È il 10 aprile del 2009, venerdì Santo, primo giorno delle tanto attese vacanze pasquali per molti ragazzi. Vittorio Maglione, 13 anni, vive in un quartiere difficile di Napoli, ma con coraggio frequenta la scuola, determinato a tenersi lontano dal mondo criminale che serpeggia tra quei palazzoni.
La situazione a casa di Vittorio è difficile. La violenza della periferia entra da ogni spiffero, soprattutto se tuo padre è Maglione, detto “naso stuort”, il boss dei Casalesi. Il padre di Vittorio ha una lunga carriera criminale, iniziata da giovane, segnata da arresti, condanne e fedeltà ai maggiori clan fino a raggiungerne i vertici. Un destino che ha toccato anche il fratello Sebastiano, ucciso a soli 14 anni in una faida tra cosche di Secondigliano.

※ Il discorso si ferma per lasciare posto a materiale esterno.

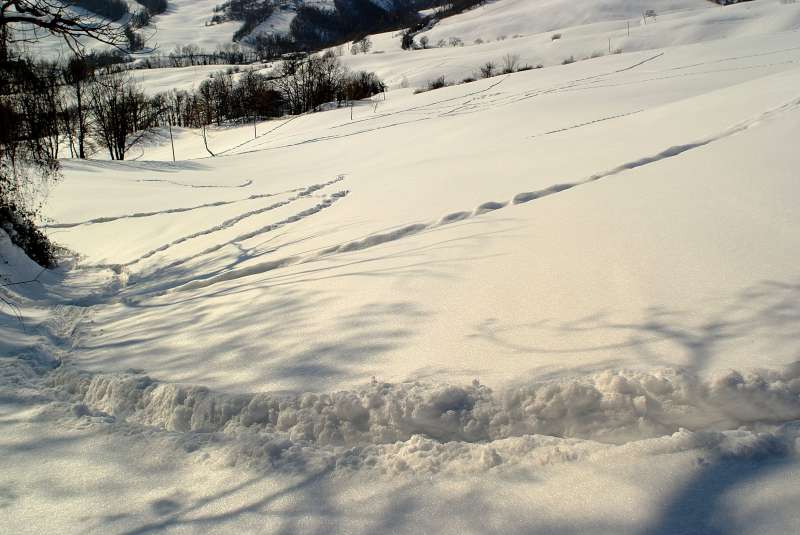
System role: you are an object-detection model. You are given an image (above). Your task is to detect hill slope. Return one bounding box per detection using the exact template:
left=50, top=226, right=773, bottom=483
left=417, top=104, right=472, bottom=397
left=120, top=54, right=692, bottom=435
left=0, top=0, right=800, bottom=534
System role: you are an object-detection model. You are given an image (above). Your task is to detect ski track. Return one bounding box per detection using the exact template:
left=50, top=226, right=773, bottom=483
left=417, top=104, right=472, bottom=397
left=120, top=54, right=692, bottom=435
left=172, top=99, right=800, bottom=291
left=43, top=188, right=302, bottom=228
left=211, top=48, right=800, bottom=159
left=78, top=175, right=349, bottom=270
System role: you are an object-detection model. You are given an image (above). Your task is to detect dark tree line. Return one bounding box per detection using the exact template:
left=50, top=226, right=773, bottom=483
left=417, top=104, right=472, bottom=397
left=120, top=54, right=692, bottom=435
left=290, top=0, right=420, bottom=50
left=74, top=0, right=130, bottom=20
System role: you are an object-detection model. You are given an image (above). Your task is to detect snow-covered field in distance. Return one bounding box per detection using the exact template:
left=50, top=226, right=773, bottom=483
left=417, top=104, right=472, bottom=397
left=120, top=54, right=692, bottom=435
left=0, top=0, right=800, bottom=534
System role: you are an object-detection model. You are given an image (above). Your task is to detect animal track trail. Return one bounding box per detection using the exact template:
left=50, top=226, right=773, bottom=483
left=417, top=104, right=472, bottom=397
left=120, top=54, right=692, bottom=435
left=44, top=188, right=303, bottom=229
left=83, top=175, right=348, bottom=274
left=137, top=178, right=253, bottom=189
left=167, top=98, right=800, bottom=291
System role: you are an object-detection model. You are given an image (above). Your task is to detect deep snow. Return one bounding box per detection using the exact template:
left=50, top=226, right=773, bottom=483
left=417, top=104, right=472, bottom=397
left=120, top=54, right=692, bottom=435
left=0, top=0, right=800, bottom=534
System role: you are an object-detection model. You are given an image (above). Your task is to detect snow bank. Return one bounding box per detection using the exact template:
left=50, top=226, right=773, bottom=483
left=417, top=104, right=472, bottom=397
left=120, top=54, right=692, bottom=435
left=42, top=363, right=800, bottom=470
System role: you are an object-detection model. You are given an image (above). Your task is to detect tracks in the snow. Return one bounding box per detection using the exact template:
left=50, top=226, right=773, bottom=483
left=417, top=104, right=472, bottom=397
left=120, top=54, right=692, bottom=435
left=170, top=98, right=800, bottom=291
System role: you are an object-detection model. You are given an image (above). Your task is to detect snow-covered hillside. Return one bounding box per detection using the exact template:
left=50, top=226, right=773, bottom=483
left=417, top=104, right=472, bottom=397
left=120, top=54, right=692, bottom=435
left=0, top=0, right=800, bottom=535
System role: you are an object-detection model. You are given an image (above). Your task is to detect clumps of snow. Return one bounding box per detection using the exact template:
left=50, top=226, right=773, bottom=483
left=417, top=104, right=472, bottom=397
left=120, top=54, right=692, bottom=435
left=43, top=363, right=800, bottom=471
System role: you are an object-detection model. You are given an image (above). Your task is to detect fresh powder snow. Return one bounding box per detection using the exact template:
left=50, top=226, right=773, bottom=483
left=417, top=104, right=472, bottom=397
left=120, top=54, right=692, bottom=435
left=0, top=0, right=800, bottom=535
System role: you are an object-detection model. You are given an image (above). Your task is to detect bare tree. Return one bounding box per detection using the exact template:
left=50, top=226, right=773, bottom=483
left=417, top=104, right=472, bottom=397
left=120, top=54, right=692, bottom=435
left=90, top=71, right=159, bottom=160
left=0, top=0, right=127, bottom=54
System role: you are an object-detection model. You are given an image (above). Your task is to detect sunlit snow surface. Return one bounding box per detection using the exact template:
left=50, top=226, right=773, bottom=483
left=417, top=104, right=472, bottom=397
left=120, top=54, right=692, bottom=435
left=0, top=0, right=800, bottom=534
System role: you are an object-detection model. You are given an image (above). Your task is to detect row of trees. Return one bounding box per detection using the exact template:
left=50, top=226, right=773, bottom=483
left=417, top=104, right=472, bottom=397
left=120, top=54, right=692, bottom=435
left=0, top=53, right=385, bottom=161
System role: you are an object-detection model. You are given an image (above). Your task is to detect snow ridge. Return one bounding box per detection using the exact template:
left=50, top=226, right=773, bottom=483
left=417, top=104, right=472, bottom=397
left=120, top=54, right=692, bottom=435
left=48, top=362, right=800, bottom=472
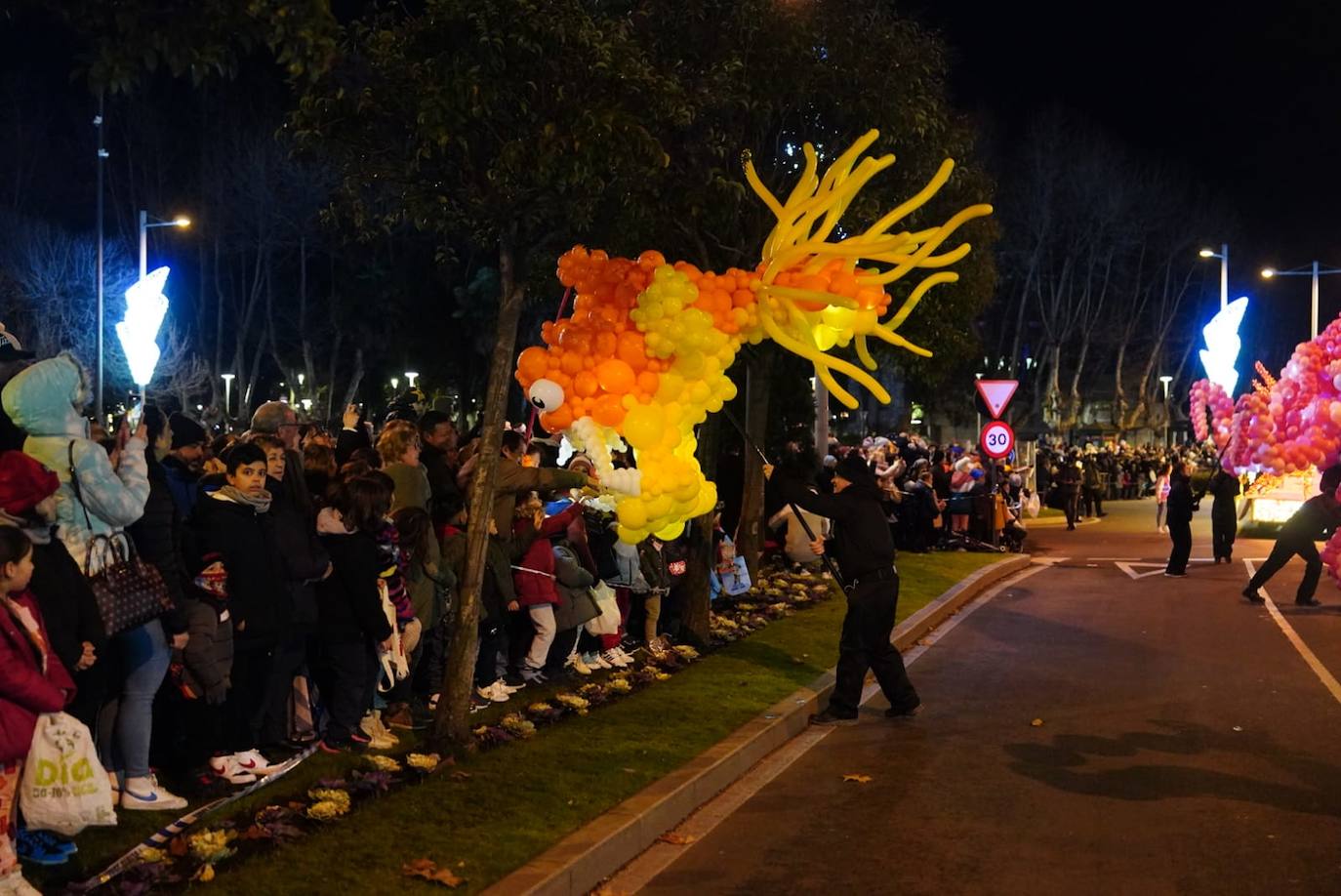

Dopo la morte del fratello, Vittorio prova sdegno per quel mondo e per suo padre. Inizia a interessarsi alla storia di Giancarlo Siani, il giornalista del Mattino assassinato dalla camorra, a cui era intitolata la sua scuola. Vuole essere come lui: forte, coraggioso e onesto, valori disonorevoli per la sua famiglia. Il padre lo minaccia e lo violenta psicologicamente, vessandolo continuamente. Troppo per un tredicenne con la sola colpa di voler essere un ragazzino normale.
Quella mattina di primavera, Vittorio si sveglia tardi e si mette al computer. Attraverso Messenger, il mezzo più usato dai suoi coetanei, decide di affidare il suo addio. Stanco di non vedere speranza e luce nel suo futuro, Vittorio si toglie la vita, lasciando le sue ultime parole al padre: “Io non voglio diventare come te. Adesso sei contento? Non ti rompo più”.
La storia di Vittorio è una tragedia che ci ricorda l’importanza della comunità. In trappola e senza via d’uscita, giovani come lui avrebbero potuto trovare un’ancora di salvezza negli insegnanti, nei vicini di casa, nei parroci di quartiere o negli allenatori di calcio. È la comunità che può fare la differenza, offrendo un’alternativa a chi, come Vittorio, non ha avuto la fortuna di riceverla.
Non possiamo voltare lo sguardo dall’altra parte. Dobbiamo essere noi a fare la differenza, a dare speranza a chi ne ha bisogno. La tragica storia di Vittorio Maglione ci ricorda che non possiamo permettere che altri giovani si sentano intrappolati e senza via d’uscita.